Saves the markdown report to disk. The method creates the directory if it doesn't exist using mkdir with recursive: true. Default paths:

  • Backtest: ./logs/backtest/{strategyName}.md
  • Live: ./logs/live/{strategyName}.md
// Save to default location
await backtestMarkdownService.dump("my-strategy");

// Save to custom location
await liveMarkdownService.dump("my-strategy", "./custom/reports");

Clears accumulated data from memory. If strategyName is provided, only that strategy's storage is cleared. If omitted, all storage instances are cleared via the memoization cache.

// Clear specific strategy
await backtestMarkdownService.clear("my-strategy");

// Clear all strategies
await backtestMarkdownService.clear();

Initializes the service by subscribing to the appropriate event emitter. Uses functools-kit's singleshot pattern to ensure subscription happens only once, even if called multiple times. Automatically invoked on first use.


The markdown services are registered in the dependency injection container and integrated into the backtest aggregator object:

Mermaid Diagram

Diagram: DI Integration for Markdown Services

The services are accessible through the main backtest object, providing a unified API for report generation across both backtest and live modes.

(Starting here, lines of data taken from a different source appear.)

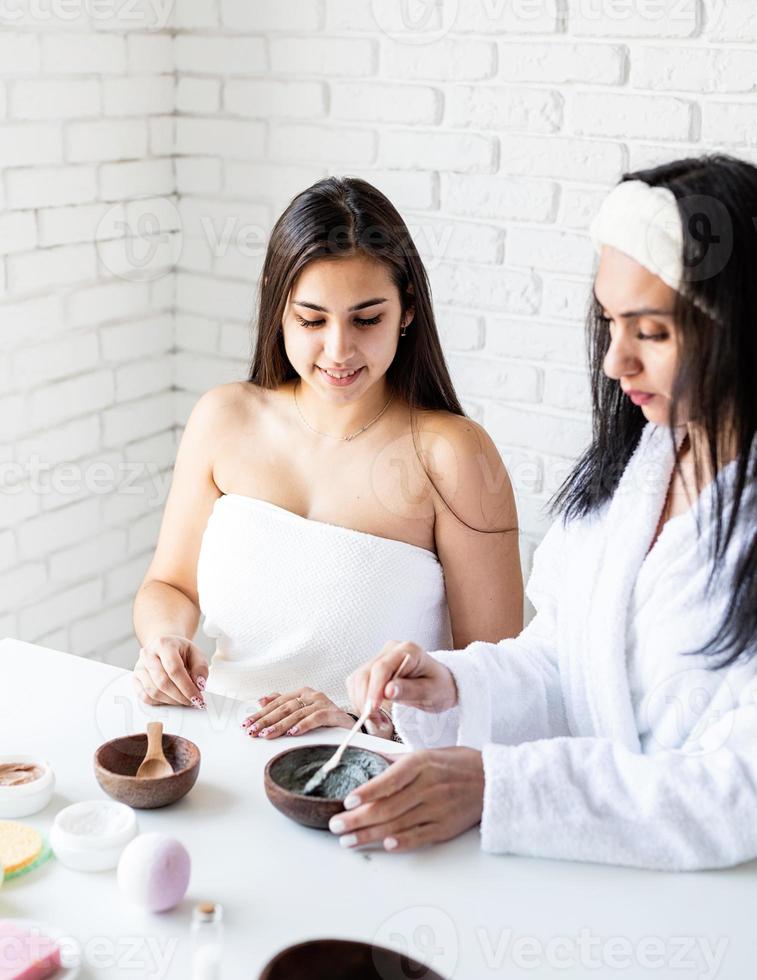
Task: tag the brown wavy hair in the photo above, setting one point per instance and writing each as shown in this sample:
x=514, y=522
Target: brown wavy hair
x=339, y=217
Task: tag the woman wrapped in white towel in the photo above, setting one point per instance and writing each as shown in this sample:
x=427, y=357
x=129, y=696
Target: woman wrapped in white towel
x=621, y=725
x=337, y=497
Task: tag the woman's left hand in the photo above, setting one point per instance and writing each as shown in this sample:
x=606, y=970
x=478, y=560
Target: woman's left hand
x=422, y=798
x=294, y=714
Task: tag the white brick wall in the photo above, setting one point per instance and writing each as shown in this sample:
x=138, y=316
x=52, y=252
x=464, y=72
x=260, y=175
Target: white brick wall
x=141, y=168
x=76, y=341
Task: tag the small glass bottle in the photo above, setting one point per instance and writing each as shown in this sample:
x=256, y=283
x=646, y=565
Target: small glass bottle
x=207, y=941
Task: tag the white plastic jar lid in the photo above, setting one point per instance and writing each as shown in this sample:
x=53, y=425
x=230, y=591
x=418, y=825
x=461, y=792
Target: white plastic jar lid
x=95, y=825
x=26, y=789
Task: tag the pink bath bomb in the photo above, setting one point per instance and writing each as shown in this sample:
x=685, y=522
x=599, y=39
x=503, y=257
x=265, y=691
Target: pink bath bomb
x=153, y=871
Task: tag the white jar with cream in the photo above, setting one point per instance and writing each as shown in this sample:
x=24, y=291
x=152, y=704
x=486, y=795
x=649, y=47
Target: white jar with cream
x=26, y=785
x=89, y=836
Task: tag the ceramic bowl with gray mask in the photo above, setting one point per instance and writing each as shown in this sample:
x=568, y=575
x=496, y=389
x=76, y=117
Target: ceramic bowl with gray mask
x=287, y=773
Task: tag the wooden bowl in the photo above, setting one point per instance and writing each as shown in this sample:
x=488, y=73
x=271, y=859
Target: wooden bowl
x=341, y=959
x=117, y=761
x=311, y=811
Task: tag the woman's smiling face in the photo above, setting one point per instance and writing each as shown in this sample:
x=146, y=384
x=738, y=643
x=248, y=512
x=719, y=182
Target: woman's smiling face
x=643, y=352
x=341, y=325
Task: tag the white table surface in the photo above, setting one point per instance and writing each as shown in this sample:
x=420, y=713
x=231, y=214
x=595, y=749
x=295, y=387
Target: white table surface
x=468, y=914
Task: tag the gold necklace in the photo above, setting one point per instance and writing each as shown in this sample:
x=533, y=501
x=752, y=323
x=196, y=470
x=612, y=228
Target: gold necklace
x=347, y=438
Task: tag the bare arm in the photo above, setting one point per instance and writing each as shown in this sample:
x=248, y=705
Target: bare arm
x=476, y=532
x=166, y=607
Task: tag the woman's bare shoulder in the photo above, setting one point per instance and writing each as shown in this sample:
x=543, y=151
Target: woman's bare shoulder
x=466, y=465
x=234, y=402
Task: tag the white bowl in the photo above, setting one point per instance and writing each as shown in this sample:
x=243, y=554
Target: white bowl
x=81, y=842
x=28, y=798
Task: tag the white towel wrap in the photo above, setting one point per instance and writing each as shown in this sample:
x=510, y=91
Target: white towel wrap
x=294, y=602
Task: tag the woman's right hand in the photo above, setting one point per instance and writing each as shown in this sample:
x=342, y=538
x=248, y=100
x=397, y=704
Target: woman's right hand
x=171, y=670
x=425, y=683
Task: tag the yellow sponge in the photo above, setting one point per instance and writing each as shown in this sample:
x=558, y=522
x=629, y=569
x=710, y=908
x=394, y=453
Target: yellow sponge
x=20, y=845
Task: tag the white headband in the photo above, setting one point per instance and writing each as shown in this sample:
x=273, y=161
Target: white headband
x=643, y=222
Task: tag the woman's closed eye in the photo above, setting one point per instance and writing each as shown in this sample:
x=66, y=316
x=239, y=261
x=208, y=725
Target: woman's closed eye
x=359, y=321
x=607, y=321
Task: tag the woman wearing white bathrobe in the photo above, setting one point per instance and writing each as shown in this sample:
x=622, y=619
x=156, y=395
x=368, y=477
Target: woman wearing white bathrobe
x=621, y=725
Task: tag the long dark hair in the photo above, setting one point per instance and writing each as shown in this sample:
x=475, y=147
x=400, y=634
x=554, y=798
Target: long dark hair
x=715, y=316
x=340, y=217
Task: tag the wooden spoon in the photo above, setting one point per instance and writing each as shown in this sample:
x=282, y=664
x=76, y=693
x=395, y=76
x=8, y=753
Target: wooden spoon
x=155, y=763
x=318, y=777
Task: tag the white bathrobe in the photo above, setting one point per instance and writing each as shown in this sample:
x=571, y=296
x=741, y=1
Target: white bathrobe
x=602, y=740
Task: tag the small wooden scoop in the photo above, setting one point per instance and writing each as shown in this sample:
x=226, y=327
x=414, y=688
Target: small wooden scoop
x=155, y=763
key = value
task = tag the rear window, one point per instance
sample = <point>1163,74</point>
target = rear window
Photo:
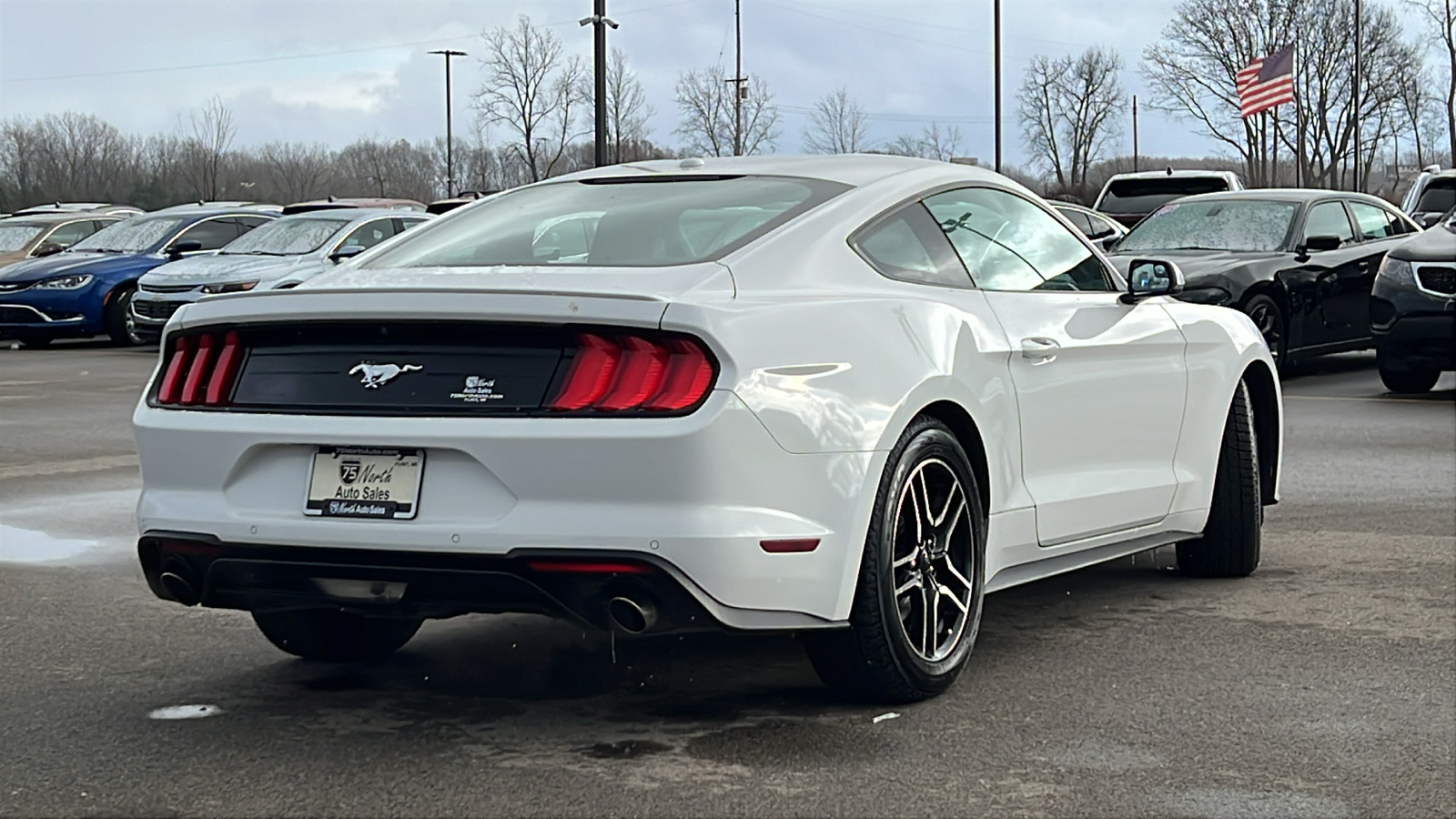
<point>615,222</point>
<point>1438,197</point>
<point>1145,196</point>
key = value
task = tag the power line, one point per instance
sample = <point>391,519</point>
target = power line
<point>310,56</point>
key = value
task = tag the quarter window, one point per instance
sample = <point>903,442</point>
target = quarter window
<point>910,247</point>
<point>1011,244</point>
<point>70,234</point>
<point>1329,219</point>
<point>211,234</point>
<point>1376,222</point>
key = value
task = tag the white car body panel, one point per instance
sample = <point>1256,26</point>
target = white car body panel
<point>823,363</point>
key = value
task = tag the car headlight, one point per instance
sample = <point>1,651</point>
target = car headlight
<point>66,283</point>
<point>229,288</point>
<point>1397,271</point>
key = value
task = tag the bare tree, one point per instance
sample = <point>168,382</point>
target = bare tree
<point>1441,18</point>
<point>628,109</point>
<point>932,143</point>
<point>1193,67</point>
<point>533,92</point>
<point>706,106</point>
<point>296,171</point>
<point>837,124</point>
<point>206,146</point>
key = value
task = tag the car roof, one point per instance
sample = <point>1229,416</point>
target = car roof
<point>51,217</point>
<point>846,167</point>
<point>1283,196</point>
<point>1174,174</point>
<point>356,213</point>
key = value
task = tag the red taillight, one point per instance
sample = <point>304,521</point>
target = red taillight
<point>633,373</point>
<point>590,566</point>
<point>201,370</point>
<point>171,389</point>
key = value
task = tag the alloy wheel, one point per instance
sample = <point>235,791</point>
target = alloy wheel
<point>932,560</point>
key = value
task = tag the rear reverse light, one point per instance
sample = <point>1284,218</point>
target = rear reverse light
<point>201,369</point>
<point>623,373</point>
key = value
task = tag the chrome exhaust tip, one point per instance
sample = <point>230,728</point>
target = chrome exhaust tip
<point>631,615</point>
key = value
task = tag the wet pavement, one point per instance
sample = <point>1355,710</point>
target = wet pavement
<point>1324,685</point>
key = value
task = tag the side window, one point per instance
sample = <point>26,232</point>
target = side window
<point>211,234</point>
<point>70,234</point>
<point>1329,219</point>
<point>910,247</point>
<point>370,234</point>
<point>1375,222</point>
<point>1011,244</point>
<point>1079,220</point>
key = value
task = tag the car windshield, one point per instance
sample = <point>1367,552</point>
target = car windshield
<point>615,222</point>
<point>1438,197</point>
<point>15,237</point>
<point>131,235</point>
<point>288,237</point>
<point>1222,225</point>
<point>1143,196</point>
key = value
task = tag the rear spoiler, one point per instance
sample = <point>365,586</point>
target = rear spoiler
<point>433,303</point>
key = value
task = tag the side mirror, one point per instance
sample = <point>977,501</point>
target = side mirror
<point>1320,244</point>
<point>346,252</point>
<point>178,249</point>
<point>1152,278</point>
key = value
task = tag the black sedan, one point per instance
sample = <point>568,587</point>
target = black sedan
<point>1299,263</point>
<point>1412,309</point>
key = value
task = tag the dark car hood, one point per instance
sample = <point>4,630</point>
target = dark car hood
<point>72,263</point>
<point>1200,267</point>
<point>1433,245</point>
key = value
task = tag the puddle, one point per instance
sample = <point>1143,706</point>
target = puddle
<point>79,528</point>
<point>25,545</point>
<point>186,713</point>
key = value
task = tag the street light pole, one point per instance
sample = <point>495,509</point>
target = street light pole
<point>996,48</point>
<point>599,67</point>
<point>448,55</point>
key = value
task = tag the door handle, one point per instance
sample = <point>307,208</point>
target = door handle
<point>1038,350</point>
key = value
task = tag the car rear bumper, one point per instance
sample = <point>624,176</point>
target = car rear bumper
<point>696,496</point>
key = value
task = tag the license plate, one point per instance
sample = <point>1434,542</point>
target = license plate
<point>364,481</point>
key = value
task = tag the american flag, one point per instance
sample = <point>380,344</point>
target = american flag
<point>1267,82</point>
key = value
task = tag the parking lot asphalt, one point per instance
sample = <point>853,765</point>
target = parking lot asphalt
<point>1322,685</point>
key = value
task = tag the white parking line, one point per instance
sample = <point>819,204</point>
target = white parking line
<point>67,467</point>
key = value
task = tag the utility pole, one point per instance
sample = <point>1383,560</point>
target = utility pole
<point>1354,102</point>
<point>1135,133</point>
<point>739,87</point>
<point>599,67</point>
<point>448,55</point>
<point>996,50</point>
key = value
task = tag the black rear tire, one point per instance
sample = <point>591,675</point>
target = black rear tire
<point>116,317</point>
<point>877,659</point>
<point>1230,541</point>
<point>332,636</point>
<point>1409,380</point>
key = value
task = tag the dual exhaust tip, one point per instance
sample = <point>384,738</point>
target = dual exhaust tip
<point>631,617</point>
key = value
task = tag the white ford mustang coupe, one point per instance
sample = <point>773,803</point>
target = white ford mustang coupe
<point>839,395</point>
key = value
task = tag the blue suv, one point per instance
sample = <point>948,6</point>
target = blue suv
<point>86,290</point>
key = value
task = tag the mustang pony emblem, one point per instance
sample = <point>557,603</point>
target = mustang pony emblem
<point>376,375</point>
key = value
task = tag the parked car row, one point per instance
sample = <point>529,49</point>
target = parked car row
<point>76,271</point>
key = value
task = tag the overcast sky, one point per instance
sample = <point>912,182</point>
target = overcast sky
<point>332,70</point>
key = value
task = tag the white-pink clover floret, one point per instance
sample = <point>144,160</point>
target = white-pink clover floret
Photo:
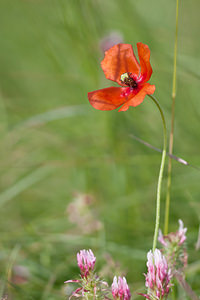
<point>86,261</point>
<point>120,289</point>
<point>158,275</point>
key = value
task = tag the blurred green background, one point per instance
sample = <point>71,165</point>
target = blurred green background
<point>71,176</point>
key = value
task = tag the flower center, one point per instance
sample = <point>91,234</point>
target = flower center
<point>127,79</point>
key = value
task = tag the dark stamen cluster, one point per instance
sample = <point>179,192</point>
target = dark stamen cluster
<point>129,81</point>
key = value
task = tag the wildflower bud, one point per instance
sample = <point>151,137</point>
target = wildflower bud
<point>174,248</point>
<point>120,289</point>
<point>158,276</point>
<point>86,261</point>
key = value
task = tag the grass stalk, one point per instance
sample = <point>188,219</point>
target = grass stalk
<point>171,138</point>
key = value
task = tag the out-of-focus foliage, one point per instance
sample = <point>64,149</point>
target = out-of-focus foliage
<point>55,146</point>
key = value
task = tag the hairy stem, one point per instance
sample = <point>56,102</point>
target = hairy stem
<point>160,177</point>
<point>171,139</point>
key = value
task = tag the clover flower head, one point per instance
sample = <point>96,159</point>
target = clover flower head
<point>86,261</point>
<point>120,289</point>
<point>158,276</point>
<point>120,65</point>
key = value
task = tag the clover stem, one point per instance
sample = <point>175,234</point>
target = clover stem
<point>171,138</point>
<point>160,177</point>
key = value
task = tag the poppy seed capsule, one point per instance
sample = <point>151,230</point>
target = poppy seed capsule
<point>127,79</point>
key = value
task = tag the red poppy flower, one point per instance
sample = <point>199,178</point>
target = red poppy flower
<point>120,65</point>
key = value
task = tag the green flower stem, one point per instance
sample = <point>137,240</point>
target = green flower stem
<point>160,177</point>
<point>171,139</point>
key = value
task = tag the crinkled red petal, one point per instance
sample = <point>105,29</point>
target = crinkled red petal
<point>118,60</point>
<point>138,98</point>
<point>107,99</point>
<point>144,57</point>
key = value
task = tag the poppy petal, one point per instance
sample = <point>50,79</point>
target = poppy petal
<point>118,60</point>
<point>107,99</point>
<point>135,100</point>
<point>144,57</point>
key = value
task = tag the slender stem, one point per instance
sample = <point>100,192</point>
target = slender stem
<point>160,177</point>
<point>171,139</point>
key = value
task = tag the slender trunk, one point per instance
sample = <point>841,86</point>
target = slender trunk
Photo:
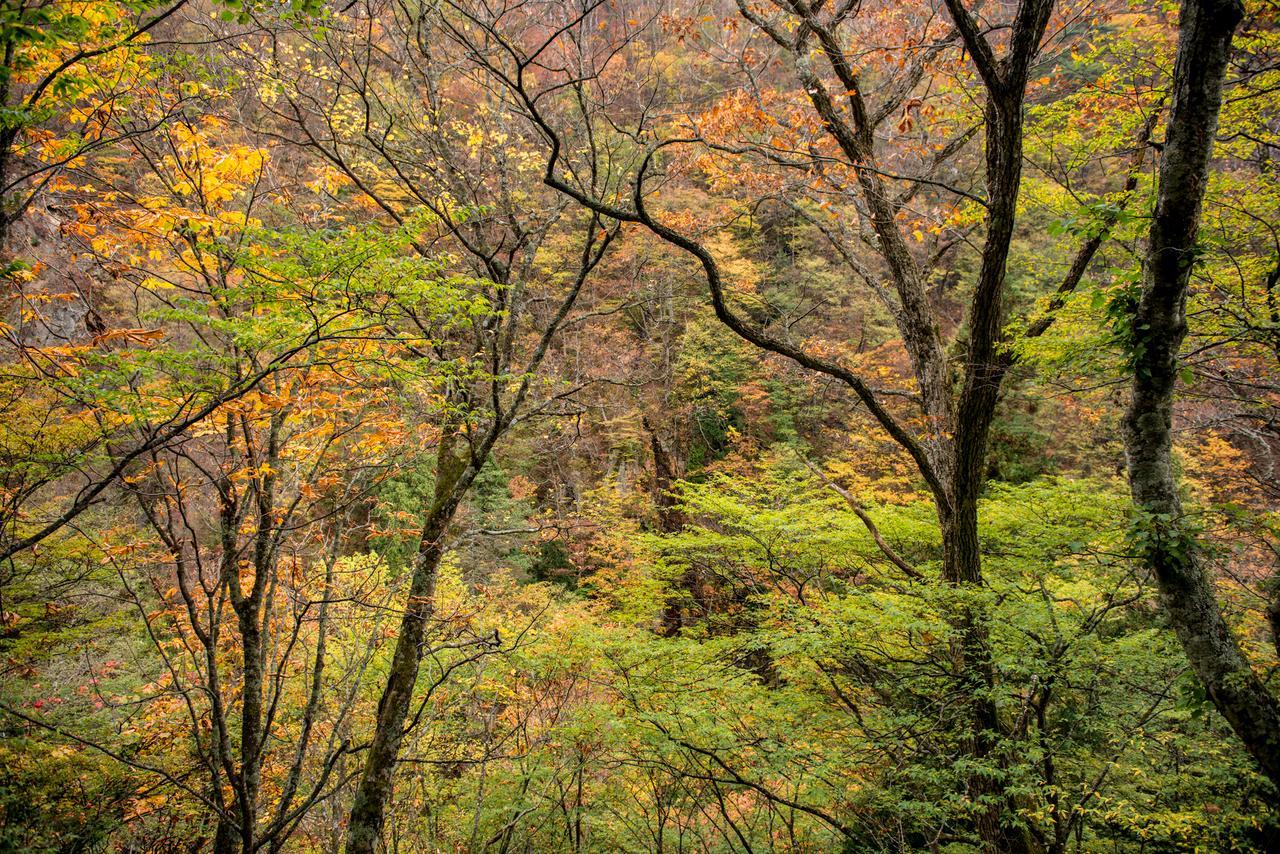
<point>369,811</point>
<point>1159,328</point>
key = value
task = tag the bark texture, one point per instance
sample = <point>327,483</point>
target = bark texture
<point>1159,328</point>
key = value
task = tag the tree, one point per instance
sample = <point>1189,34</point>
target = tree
<point>1164,533</point>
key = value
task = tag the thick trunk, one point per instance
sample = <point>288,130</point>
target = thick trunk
<point>1159,328</point>
<point>368,813</point>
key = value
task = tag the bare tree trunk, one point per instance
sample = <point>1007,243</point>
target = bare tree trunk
<point>369,811</point>
<point>1159,328</point>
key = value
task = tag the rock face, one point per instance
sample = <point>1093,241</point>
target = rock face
<point>54,306</point>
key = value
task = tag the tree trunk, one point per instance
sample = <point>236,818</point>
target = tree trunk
<point>369,811</point>
<point>1159,328</point>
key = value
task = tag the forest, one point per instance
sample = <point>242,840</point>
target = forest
<point>639,425</point>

Both services implement defensive error handling for file system operations:

  1. Directory Creation: Uses mkdir with recursive: true to ensure parent directories exist
  2. Write Failures: Catches and logs errors without throwing, allowing execution to continue
  3. Invalid Data: Gracefully handles empty signal lists with informative messages

Error output example from src/lib/services/markdown/BacktestMarkdownService.ts:176:

catch (error) {
console.error(`Failed to save markdown report:`, error);
}

import { Backtest } from "backtest-kit";

// Run backtest
for await (const result of Backtest.run("BTCUSD", {
strategyName: "trend-follower",
exchangeName: "binance",
frameName: "daily",
})) {
console.log(`Signal ${result.action}`);
}

// Generate report
const markdown = await Backtest.getReport("trend-follower");
console.log(markdown);

// Save to disk
await Backtest.dump("trend-follower");
// Output: ./logs/backtest/trend-follower.md
import { Live } from "backtest-kit";

// Run live trading in background
const generator = Live.background("ETHUSD", {
strategyName: "scalper",
exchangeName: "binance",
});

// Later: check current report status
const markdown = await Live.getReport("scalper");
console.log(markdown);

// Save to custom location
await Live.dump("scalper", "./reports/live");
// Output: ./reports/live/scalper.md

  • Backtest: Stores only closed signals, typically 10-1000 signals per strategy
  • Live: Stores all events, but uses update logic to prevent unbounded growth for active signals
  • Isolation: Memoized storage prevents cross-strategy interference
  • Lazy Generation: Reports computed only when requested
  • Event Processing: O(1) for backtest, O(n) for live due to signal ID search
  • Report Generation: O(n) table formatting where n = number of signals/events
  • File I/O: Asynchronous to avoid blocking execution thread

The services are designed to have minimal impact on execution performance, making them suitable for production use.